In 2005, Masari was conferred with the national honour of Commander of the Federal Republic (CFR) by President Olusegun Obasanjo.

== Early career and Speakership ==
Masari served as the Commissioner for Works, Housing, and Transport in Katsina State between 1991 and 1993. In 2003, he was elected to the House of Representatives representing the Malumfashi/Kafur Federal Constituency on the platform of the People's Democratic Party (PDP) and subsequently emerged as the Speaker of the House, serving until 2007.

== Governorship of Katsina State ==
=== Elections ===
Masari contested the 2011 Katsina State gubernatorial election on the platform of the Congress for Progressive Change (CPC), losing to PDP candidate Ibrahim Shema.

Following the formation of the All Progressives Congress (APC), Masari emerged as its gubernatorial candidate in December 2014. He won the 11 April 2015 governorship election, defeating PDP candidate Musa Nashuni, and assumed office on 29 May 2015.

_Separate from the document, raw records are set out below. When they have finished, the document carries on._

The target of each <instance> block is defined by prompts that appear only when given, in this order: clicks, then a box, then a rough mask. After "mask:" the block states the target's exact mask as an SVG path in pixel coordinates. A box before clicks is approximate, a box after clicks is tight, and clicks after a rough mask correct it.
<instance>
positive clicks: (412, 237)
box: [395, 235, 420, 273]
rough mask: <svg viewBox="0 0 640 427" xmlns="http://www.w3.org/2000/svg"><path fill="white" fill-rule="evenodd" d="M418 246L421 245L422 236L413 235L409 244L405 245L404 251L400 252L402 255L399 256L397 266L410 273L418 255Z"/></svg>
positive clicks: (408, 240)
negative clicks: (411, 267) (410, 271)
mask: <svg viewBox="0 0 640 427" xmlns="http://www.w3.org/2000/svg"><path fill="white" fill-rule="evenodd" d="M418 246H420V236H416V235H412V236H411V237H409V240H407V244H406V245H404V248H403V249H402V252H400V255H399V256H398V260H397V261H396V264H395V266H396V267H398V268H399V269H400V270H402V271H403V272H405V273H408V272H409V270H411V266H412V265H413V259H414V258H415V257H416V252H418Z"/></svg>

Masari was re-elected for a second term in the 2019 Katsina State gubernatorial election, securing 1,178,864 votes to defeat PDP candidate Garba Yakubu Lado, who polled 488,621 votes.

=== Administration ===
Following his inauguration in 2015, Masari accused the outgoing administration of financial mismanagement and misappropriating state funds in the period preceding the handover. These allegations led the Economic and Financial Crimes Commission (EFCC) to file charges against former governor Shema and several cabinet members regarding alleged misappropriation of N11 billion.

During his first term, Masari dissolved the existing elected local government councils. The PDP challenged the dissolution in court, eventually taking the litigation over the caretaker transition committees to the Supreme Court.